[<prev] [next>] [<thread-prev] [thread-next>] [day] [month] [year] [list]
Message-ID: <ygffy1bzn4c.fsf@janus.isnogud.escape.de>
Date: 18 Sep 2007 23:20:51 +0200
From: Urs Thuermann <urs@...ogud.escape.de>
To: Patrick McHardy <kaber@...sh.net>
Cc: netdev@...r.kernel.org, David Miller <davem@...emloft.net>,
Thomas Gleixner <tglx@...utronix.de>,
Oliver Hartkopp <oliver@...tkopp.net>,
Oliver Hartkopp <oliver.hartkopp@...kswagen.de>,
Urs Thuermann <urs@...ogud.escape.de>
Subject: Re: [PATCH 2/7] CAN: Add PF_CAN core module
Patrick McHardy <kaber@...sh.net> writes:
> > +++ net-2.6.24/include/linux/can.h 2007-09-17 10:27:09.000000000 +0200
> Is this file used only from within the kernel? If so you could use
> the nicer-to-look-at u8/u16/u32 types instead of the double underscored
> ones.
No, this file contains the interface to user space.

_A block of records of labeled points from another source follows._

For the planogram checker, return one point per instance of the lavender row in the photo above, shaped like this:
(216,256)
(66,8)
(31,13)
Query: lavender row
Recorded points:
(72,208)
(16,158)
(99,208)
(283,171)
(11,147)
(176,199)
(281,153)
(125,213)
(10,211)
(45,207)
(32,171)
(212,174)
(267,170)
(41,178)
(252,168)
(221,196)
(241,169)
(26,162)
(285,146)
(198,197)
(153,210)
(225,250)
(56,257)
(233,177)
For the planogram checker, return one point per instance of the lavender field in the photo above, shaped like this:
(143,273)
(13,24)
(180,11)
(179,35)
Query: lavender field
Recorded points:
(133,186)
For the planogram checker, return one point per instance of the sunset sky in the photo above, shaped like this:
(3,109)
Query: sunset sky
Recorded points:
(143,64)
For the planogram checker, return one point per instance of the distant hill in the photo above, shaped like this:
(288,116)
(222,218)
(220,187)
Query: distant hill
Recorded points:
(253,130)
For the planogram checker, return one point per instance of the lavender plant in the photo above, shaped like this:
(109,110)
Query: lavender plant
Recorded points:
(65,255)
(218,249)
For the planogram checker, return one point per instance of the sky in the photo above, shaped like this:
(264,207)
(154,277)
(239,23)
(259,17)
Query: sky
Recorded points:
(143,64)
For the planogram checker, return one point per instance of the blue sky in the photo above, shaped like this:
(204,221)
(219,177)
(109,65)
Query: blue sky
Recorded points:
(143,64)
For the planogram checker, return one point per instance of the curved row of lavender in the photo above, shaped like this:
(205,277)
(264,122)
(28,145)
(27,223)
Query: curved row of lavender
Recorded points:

> > +++ net-2.6.24/include/linux/can/core.h 2007-09-17 11:08:39.000000000 +0200
> > @@ -0,0 +1,78 @@
> > +
> > +extern int can_proto_register(struct can_proto *cp);
> > +extern int can_proto_unregister(struct can_proto *cp);
>
>
> The callers of the unregister function don't check the return code,
> and they can't handle errors anyways since they use it in the
> module unload path, so making it void seems more appropriate
> (and maybe a WARN_ON for the "not-found" case).

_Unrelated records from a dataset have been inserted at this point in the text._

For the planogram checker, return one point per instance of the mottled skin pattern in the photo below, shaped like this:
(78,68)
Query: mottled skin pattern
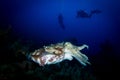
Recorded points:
(55,53)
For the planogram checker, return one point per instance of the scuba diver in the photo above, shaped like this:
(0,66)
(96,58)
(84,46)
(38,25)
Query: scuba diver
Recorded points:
(60,21)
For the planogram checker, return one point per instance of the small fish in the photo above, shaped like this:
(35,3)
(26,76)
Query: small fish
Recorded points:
(56,53)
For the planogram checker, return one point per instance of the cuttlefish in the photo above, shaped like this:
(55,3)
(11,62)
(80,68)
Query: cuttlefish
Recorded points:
(56,53)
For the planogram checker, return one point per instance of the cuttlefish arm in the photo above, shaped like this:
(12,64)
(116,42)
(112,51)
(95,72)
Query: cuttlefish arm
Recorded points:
(75,52)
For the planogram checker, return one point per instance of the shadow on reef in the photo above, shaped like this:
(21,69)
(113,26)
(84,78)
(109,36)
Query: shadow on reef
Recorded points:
(106,63)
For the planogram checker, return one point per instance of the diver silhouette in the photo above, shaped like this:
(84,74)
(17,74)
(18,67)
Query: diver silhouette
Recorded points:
(83,14)
(60,21)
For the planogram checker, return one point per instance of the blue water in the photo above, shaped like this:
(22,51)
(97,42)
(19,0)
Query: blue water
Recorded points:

These functions have been declared returning void originally, but in
the review process with Thomas we changed them since they can fail.
Even if the current users, i.e. raw.c and bcm.c don't use the return
value, others might do. I therefore prefer to keep the int return
value. Rather we should check whether we can do something useful with
the return value in raw.c and bcm.c. At least we can put a WARN_ON
there.
> Same here, none of the callers check the return value and since
> they're all declared as void they can't propagate any errors back.
Same as above.
> > +#include "af_can.h"
>
>
> It seems most of the things declared in that file are only used within
> af_can.c. Might be easier to read the code if you'd just move it over.
af_can.h declares the interface between af_can.c and proc.c. There
should be nothing in af_can.h which is only used in af_can.c
> > +int stats_timer = 1; /* default: on */
>
>
> This seems to be only used in af_can.c, so it could be static.
> __read_mostly also seems to be approriate.
Right. Will be changed.
> There are a few more that look like they could be __read_mostly
> below, but I'll skip these since you probably know better than me.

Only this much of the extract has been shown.